Research Misconduct


As a major funder, producer, and user of research, the Federal government has a vital interest in the integrity of the research record. Advances in science and engineering depend on the reliability of the record, as do the benefits associated with them in are as such as health and national security. Sustained public trust in the scientific enterprise also requires confidence in the record and in the processes involved in its ongoing development. Although most agencies have policies and procedures in place for handling allegations of research misconduct, not all do, and policies are not uniform across agencies. The 1993 National Academy of Sciences panel report on Responsible Science: Ensuring the Integrity of the Research Process and the 1995 Health and Human Services' “Ryan Commission's”report on Integrity and Misconduct in Research: Report of the Commission of Research Integrity recommended the development uniform government-wide policies and procedures for research misconduct, although they differed in some specifics. It was with these considerations in mind that the NSTC established a Panel on Research Integrity comprised of representatives of the major research agencies and the Office of Science and Technology Policy.

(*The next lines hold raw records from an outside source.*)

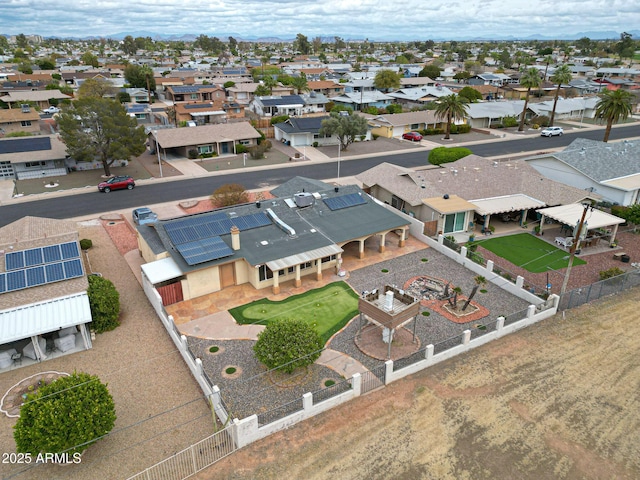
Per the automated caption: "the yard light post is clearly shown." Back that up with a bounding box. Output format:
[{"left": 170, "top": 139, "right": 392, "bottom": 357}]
[{"left": 560, "top": 203, "right": 593, "bottom": 295}]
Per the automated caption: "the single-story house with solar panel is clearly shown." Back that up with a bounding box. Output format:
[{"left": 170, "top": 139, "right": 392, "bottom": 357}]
[
  {"left": 0, "top": 135, "right": 67, "bottom": 180},
  {"left": 0, "top": 217, "right": 92, "bottom": 371},
  {"left": 136, "top": 177, "right": 409, "bottom": 305},
  {"left": 149, "top": 122, "right": 260, "bottom": 157},
  {"left": 356, "top": 155, "right": 600, "bottom": 236},
  {"left": 273, "top": 115, "right": 338, "bottom": 147}
]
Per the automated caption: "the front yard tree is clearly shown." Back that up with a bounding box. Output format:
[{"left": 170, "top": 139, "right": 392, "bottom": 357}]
[
  {"left": 58, "top": 97, "right": 147, "bottom": 176},
  {"left": 596, "top": 90, "right": 634, "bottom": 142},
  {"left": 253, "top": 319, "right": 323, "bottom": 373},
  {"left": 435, "top": 93, "right": 469, "bottom": 140},
  {"left": 518, "top": 67, "right": 542, "bottom": 132},
  {"left": 319, "top": 112, "right": 368, "bottom": 151},
  {"left": 13, "top": 373, "right": 116, "bottom": 458},
  {"left": 87, "top": 275, "right": 120, "bottom": 333}
]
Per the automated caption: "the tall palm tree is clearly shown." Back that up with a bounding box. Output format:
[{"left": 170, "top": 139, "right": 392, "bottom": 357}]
[
  {"left": 434, "top": 93, "right": 469, "bottom": 140},
  {"left": 549, "top": 64, "right": 573, "bottom": 127},
  {"left": 596, "top": 90, "right": 634, "bottom": 142},
  {"left": 518, "top": 67, "right": 542, "bottom": 132}
]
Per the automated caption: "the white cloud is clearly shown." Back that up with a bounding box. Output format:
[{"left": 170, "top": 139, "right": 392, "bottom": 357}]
[{"left": 0, "top": 0, "right": 640, "bottom": 40}]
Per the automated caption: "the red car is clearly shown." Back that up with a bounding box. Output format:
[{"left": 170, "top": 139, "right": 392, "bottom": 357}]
[
  {"left": 98, "top": 175, "right": 136, "bottom": 193},
  {"left": 402, "top": 132, "right": 422, "bottom": 142}
]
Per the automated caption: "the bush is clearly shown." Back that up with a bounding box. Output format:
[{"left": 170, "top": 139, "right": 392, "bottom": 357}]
[
  {"left": 429, "top": 147, "right": 472, "bottom": 165},
  {"left": 87, "top": 275, "right": 120, "bottom": 333},
  {"left": 253, "top": 319, "right": 323, "bottom": 373},
  {"left": 13, "top": 372, "right": 116, "bottom": 458},
  {"left": 599, "top": 267, "right": 624, "bottom": 280}
]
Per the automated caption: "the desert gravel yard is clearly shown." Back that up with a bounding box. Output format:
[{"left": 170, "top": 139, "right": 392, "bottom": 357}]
[{"left": 195, "top": 288, "right": 640, "bottom": 480}]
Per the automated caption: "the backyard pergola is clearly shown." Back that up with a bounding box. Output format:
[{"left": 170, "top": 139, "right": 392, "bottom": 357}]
[{"left": 537, "top": 203, "right": 625, "bottom": 242}]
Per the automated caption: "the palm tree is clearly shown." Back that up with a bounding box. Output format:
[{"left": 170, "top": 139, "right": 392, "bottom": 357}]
[
  {"left": 434, "top": 93, "right": 469, "bottom": 140},
  {"left": 518, "top": 67, "right": 542, "bottom": 132},
  {"left": 596, "top": 90, "right": 634, "bottom": 142},
  {"left": 549, "top": 64, "right": 573, "bottom": 127}
]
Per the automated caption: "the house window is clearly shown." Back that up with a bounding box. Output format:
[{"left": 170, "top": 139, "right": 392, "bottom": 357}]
[
  {"left": 444, "top": 212, "right": 466, "bottom": 233},
  {"left": 258, "top": 265, "right": 273, "bottom": 282}
]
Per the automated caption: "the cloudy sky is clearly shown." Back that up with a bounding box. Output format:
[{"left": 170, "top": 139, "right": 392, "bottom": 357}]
[{"left": 0, "top": 0, "right": 640, "bottom": 41}]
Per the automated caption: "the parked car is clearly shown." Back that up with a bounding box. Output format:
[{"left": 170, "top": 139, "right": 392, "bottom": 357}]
[
  {"left": 540, "top": 127, "right": 564, "bottom": 137},
  {"left": 402, "top": 132, "right": 422, "bottom": 142},
  {"left": 131, "top": 207, "right": 158, "bottom": 225},
  {"left": 42, "top": 106, "right": 60, "bottom": 113},
  {"left": 98, "top": 175, "right": 136, "bottom": 193}
]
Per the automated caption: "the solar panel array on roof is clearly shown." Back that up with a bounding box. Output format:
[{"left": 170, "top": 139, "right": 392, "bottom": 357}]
[
  {"left": 5, "top": 242, "right": 80, "bottom": 271},
  {"left": 164, "top": 212, "right": 271, "bottom": 245},
  {"left": 176, "top": 237, "right": 233, "bottom": 265},
  {"left": 0, "top": 137, "right": 51, "bottom": 154},
  {"left": 0, "top": 258, "right": 84, "bottom": 293},
  {"left": 0, "top": 242, "right": 84, "bottom": 293},
  {"left": 324, "top": 193, "right": 367, "bottom": 211}
]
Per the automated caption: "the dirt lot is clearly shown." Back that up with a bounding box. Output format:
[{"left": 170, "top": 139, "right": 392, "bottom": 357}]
[{"left": 196, "top": 289, "right": 640, "bottom": 480}]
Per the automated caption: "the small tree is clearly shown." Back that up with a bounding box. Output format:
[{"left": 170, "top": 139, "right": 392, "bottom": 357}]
[
  {"left": 253, "top": 319, "right": 323, "bottom": 373},
  {"left": 211, "top": 183, "right": 249, "bottom": 207},
  {"left": 319, "top": 112, "right": 368, "bottom": 151},
  {"left": 87, "top": 275, "right": 120, "bottom": 333},
  {"left": 13, "top": 372, "right": 116, "bottom": 455}
]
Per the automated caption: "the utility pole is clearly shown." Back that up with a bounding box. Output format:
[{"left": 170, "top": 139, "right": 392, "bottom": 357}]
[{"left": 560, "top": 204, "right": 593, "bottom": 295}]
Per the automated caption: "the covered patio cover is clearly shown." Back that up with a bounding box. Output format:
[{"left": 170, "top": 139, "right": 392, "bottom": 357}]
[{"left": 537, "top": 203, "right": 625, "bottom": 242}]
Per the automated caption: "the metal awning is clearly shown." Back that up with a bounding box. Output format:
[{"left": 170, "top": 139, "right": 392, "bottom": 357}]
[
  {"left": 267, "top": 244, "right": 344, "bottom": 272},
  {"left": 469, "top": 193, "right": 545, "bottom": 215},
  {"left": 142, "top": 257, "right": 183, "bottom": 285},
  {"left": 0, "top": 292, "right": 91, "bottom": 343},
  {"left": 537, "top": 203, "right": 625, "bottom": 228}
]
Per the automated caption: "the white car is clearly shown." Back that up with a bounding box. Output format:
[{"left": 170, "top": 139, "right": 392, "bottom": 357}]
[{"left": 540, "top": 127, "right": 564, "bottom": 137}]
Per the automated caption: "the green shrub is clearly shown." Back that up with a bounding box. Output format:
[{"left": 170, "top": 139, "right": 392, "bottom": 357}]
[
  {"left": 429, "top": 147, "right": 472, "bottom": 165},
  {"left": 253, "top": 319, "right": 323, "bottom": 373},
  {"left": 599, "top": 267, "right": 624, "bottom": 280},
  {"left": 87, "top": 275, "right": 120, "bottom": 333},
  {"left": 13, "top": 372, "right": 116, "bottom": 459}
]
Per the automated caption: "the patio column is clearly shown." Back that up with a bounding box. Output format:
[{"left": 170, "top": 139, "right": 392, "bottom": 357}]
[{"left": 272, "top": 270, "right": 280, "bottom": 295}]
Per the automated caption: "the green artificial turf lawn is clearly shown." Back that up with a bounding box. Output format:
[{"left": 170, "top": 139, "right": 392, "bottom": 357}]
[
  {"left": 229, "top": 282, "right": 358, "bottom": 343},
  {"left": 478, "top": 233, "right": 586, "bottom": 273}
]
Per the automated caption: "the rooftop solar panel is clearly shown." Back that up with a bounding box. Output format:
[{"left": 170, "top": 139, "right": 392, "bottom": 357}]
[
  {"left": 25, "top": 265, "right": 47, "bottom": 287},
  {"left": 176, "top": 237, "right": 233, "bottom": 265},
  {"left": 324, "top": 193, "right": 367, "bottom": 211}
]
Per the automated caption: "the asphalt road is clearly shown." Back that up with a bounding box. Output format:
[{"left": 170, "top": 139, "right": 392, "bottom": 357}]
[{"left": 0, "top": 124, "right": 640, "bottom": 226}]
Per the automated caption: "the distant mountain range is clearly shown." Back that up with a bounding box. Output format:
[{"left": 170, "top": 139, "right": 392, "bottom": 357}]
[{"left": 5, "top": 30, "right": 640, "bottom": 43}]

The Panel was charged to develop guiding principles for agencies and research institutions for handling cases of alleged research misconduct and to recommend a definition of research misconduct that would be adopted by all agencies.


The Research Integrity Panel's proposed definition and guiding principles has been circulated to the Committee on Science for review and approval, following which the revised policy will be sent to the full NSTC for approval. OSTP is coordinating agency responses and is responsible for developing a revised draft. The policy will be published in the Federal Register for public comment by spring 1999. Agencies and universities that accept Federal research funds will be expected to comply with the new policy when it is finalized.